Sous couvert de coopération énergétique et agricole, la visite express de Giorgia Meloni à Tunis confirme une chose : la Tunisie est devenue un enjeu stratégique majeur pour l’Italie, au croisement de ses préoccupations migratoires, sécuritaires et économiques.
Derrière les deux projets mis en avant — ELMED, future ligne électrique sous-marine, et Tanit, programme de réutilisation des eaux usées à des fins agricoles — se dessine une tentative italienne de stabilisation douce de son voisin du sud, via le levier du développement.
Une coopération technique à haute valeur politique
Sur le papier, les projets ELMED et Tanit relèvent d’une coopération classique : infrastructure énergétique, adaptation agricole, transfert de savoir-faire.
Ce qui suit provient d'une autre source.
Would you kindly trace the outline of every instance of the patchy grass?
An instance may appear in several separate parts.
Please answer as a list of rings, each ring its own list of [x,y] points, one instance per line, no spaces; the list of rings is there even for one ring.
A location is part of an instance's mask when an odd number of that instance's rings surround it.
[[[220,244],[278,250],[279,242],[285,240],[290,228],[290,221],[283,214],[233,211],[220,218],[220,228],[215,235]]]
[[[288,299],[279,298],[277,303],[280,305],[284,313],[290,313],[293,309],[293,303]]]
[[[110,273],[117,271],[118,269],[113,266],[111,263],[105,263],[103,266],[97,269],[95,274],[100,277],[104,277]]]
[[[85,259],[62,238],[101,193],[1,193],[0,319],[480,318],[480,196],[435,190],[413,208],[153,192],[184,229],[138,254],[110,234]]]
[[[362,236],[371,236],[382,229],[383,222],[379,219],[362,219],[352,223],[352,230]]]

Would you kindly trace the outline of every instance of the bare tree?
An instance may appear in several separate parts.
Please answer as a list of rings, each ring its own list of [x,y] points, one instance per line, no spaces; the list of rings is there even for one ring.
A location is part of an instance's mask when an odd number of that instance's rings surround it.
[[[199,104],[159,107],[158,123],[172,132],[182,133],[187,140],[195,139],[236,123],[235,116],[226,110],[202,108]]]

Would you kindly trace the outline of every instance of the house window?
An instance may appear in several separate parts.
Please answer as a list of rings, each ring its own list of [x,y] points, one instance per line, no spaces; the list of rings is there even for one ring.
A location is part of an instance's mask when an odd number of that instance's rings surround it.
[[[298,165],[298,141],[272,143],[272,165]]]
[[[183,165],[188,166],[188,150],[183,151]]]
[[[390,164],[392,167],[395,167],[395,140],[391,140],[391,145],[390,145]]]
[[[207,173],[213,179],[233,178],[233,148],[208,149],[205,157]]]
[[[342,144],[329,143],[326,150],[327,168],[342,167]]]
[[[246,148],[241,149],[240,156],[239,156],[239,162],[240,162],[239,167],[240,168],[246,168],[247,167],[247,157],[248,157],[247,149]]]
Mais leur mise en avant conjointe par les deux chefs d’État — Giorgia Meloni et Kaïs Saïed — souligne un enchaînement plus stratégique : renforcer les capacités internes de la Tunisie pour endiguer l’instabilité et les départs.
- ELMED est un projet d’interconnexion électrique sous-marine entre Kélibia (Tunisie) et Partanna (Sicile), long de 220 km, d’une capacité de 600 MW. Cofinancé à hauteur de 307 millions d’euros par l’Union européenne, il ambitionne de relier les marchés énergétiques européens et nord-africains, tout en favorisant l’intégration des énergies renouvelables tunisiennes.
- Tanit, de son côté, vise à irriguer 11 500 hectares de terres domaniales en utilisant les eaux usées traitées de cinq stations d’épuration (El Attar, Melyan, Sfax, Enfidha, Agareb). Lancé officiellement en janvier 2025, il bénéficie d’un financement d’environ 2 millions de dinars et s’inscrit dans un objectif plus large : améliorer la résilience agricole tunisienne face à la sécheresse.
Le spectre de la migration irrégulière
En filigrane, c’est bien la question migratoire qui obsède Rome. Depuis son arrivée au pouvoir, Giorgia Meloni a fait de la réduction des flux migratoires en Méditerranée un pilier de son action extérieure. La Tunisie, à la fois pays de départ et de transit, cristallise cette inquiétude.
Le Plan Mattei — doctrine de politique africaine élaborée par l’Italie — entend conditionner l’aide au développement à la coopération migratoire. En clair : aider, mais à condition que les frontières soient tenues. La Tunisie, fragilisée économiquement, s’est vue proposer des soutiens sectoriels en échange d’un renforcement du contrôle des côtes. Le récent soutien au projet ELMED — qui n’a rien à voir avec la migration en apparence — s’inscrit aussi dans cette logique de contreparties implicites.
Un partenariat asymétrique mais indispensable
Ce renforcement de la coopération ne masque pas l’asymétrie des intérêts. Pour l’Italie, la Tunisie est un verrou. Pour la Tunisie, l’Italie est un canal d’accès — à l’Europe, aux financements, à la stabilité. Si les projets comme ELMED et Tanit dessinent une perspective de co-développement, ils n’en restent pas moins pilotés par les priorités européennes : sécuriser les approvisionnements, freiner les mobilités, exporter la transition énergétique.
La Tunisie, elle, tente de tirer parti de cet intérêt renouvelé, sans renoncer à une souveraineté politique de plus en plus affirmée. Selon la présidence tunisienne, Kaïs Saïed a notamment insisté sur la nécessité d’organiser des retours volontaires des migrants en situation irrégulière, dénonçant le poids croissant supporté par son pays et refusant que la Tunisie devienne un “couloir ou un lieu d’installation”. Il a également pointé l’inaction d’un système international “injuste”, dont les migrants — comme la Tunisie — seraient les victimes.
Une position qui réaffirme le refus de voir la coopération réduite à un simple outil de gestion migratoire, au détriment des priorités nationales tunisiennes.